Der dreifache Kindesmord, der sich am Freitagabend in Zagreb ereignet hat, schockiert noch immer das ganze Land: Der 56-jährige, österreichische Staatsbürger, H. K. steht in Verdacht seine eigenen 3 Kinder – einen vierjährigen Buben und seine 7-jährigen Zwillinge (Bub und Mädchen) – ermordet zu haben. Danach soll der Wiener versucht haben sich selbst zu richten. Auf Facebook veröffentlichte er einen Abschiedsbrief. Die österreichische Psychologin Andrea Hammerer analysierte die Botschaft, die H.K. auf dem Sozialen Netzwerk veröffentlichte.

In einem Interview mit der „Österreich“ sprach die klinische Psychologin Andrea Hammerer über den Abschiedsbrief, den der Tatverdächtige vor dem Mord an seinen Kindern und seinem geplanten Selbstmord auf Facebook postete. Die Psychologin, die seit 25 Jahren Jahren hauptsächlich Kriminelle behandelt, spricht davon, dass der Tatverdächtige in dem Mord seiner Kinder und Selbstmordversuch einen Ausweg aus seiner misslichen Situation gesucht hat:

„Was er tat, tat er eigentlich für diejenigen, die zurückgeblieben wären. Er erklärt, dass er seine jetzige Freundin nicht vor seiner Ex-Frau schützen kann, die angeblich nicht nett zu ihr war. Er konnte seinen Kindern finanziell nicht mehr das bieten, was sie gewohnt waren. Er konnte sich selbst nichts mehr leisten. Das sind eigentlich Erklärungen, dafür weshalb er seinen Kindern das Leben nahm, weil er nicht erwartete, dass ihnen jemand helfen oder ihnen ein besseres Leben bieten kann.
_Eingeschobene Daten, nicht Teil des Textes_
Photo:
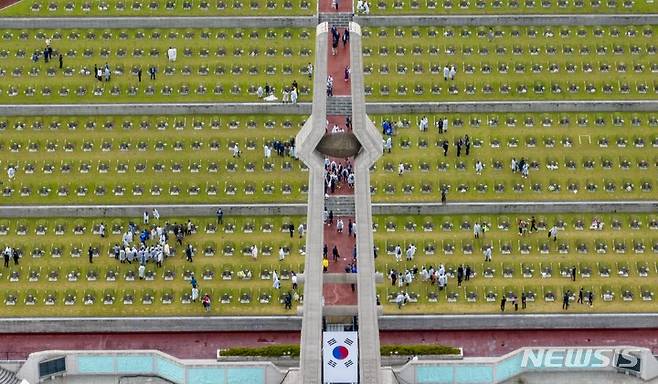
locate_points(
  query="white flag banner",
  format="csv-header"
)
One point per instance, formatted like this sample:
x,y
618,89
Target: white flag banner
x,y
340,355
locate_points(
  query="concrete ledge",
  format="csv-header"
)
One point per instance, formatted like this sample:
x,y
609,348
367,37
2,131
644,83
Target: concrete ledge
x,y
490,20
519,322
155,109
514,106
341,278
161,22
150,324
340,310
305,108
193,210
294,323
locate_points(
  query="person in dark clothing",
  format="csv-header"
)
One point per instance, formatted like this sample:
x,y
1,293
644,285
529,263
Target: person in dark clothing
x,y
565,300
533,224
220,216
287,300
189,252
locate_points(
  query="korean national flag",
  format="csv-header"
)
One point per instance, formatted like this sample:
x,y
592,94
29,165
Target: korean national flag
x,y
340,355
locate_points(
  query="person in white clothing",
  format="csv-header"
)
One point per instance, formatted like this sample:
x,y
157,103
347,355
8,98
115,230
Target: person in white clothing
x,y
553,233
487,254
195,294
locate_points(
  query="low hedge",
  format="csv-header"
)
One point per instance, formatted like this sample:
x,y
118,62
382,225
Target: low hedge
x,y
386,350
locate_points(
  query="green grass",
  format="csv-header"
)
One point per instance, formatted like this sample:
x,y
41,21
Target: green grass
x,y
499,137
251,133
66,264
465,7
113,8
41,237
457,238
502,136
217,67
406,63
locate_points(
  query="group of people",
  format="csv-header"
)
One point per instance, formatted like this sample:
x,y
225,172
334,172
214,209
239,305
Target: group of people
x,y
460,142
335,173
520,166
337,37
289,94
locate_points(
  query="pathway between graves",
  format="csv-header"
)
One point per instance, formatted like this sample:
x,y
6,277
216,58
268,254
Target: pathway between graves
x,y
204,345
339,294
6,3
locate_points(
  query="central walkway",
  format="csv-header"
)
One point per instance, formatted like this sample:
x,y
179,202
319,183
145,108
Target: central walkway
x,y
338,61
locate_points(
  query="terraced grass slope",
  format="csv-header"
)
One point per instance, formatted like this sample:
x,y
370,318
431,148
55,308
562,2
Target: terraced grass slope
x,y
129,159
616,262
510,63
54,277
448,7
211,65
118,8
189,159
Die Botschaft zeugt von Depression und Verzweiflung. Er sah den Sinn des Lebens sowohl für sich selbst als auch für seine Kinder nicht mehr. Wenn man das Handeln eines Kriminellen verstehen möchte, muss man versuchen die Dinge aus seiner Sicht zu sehen, etwa, dass er seiner Meinung nach seine Kinder vor einer Welt schützen wollte, in der sie nicht überleben könnten“, so Hammerer im „Österreich“-Interview.

Auf die Frage, ob Geld das Motiv für die Tat sei, da der 56-Jährige in seiner Nachricht auch Geldprobleme erwähnte, antwortete Hammerer: „Wir müssen erst einmal schauen, was tatsächlich seine Motivation war. Corona hat vielen die Lebensperspektive genommen. Nun gibt es viele Menschen, die etwas ähnliches vorhaben, weil sie sich hilflos fühlen und an dem Zustand, in dem sie sich befinden, nichts ändern können.“

Nach der Scheidung von seiner Frau, habe ihn seine Freundin laut österreichischen Medien wegen „finanzieller Probleme und wegen der schlechten Behandlung, die sie durch seine Ex-Frau erfahren hatte“ verlassen. Daraufhin hatte der Wiener seine Kinder getötet und wollte sich mit einem „Pillencocktail“ das Leben nehmen. Für den 56-Jährigen gilt die Unschuldsvermutung.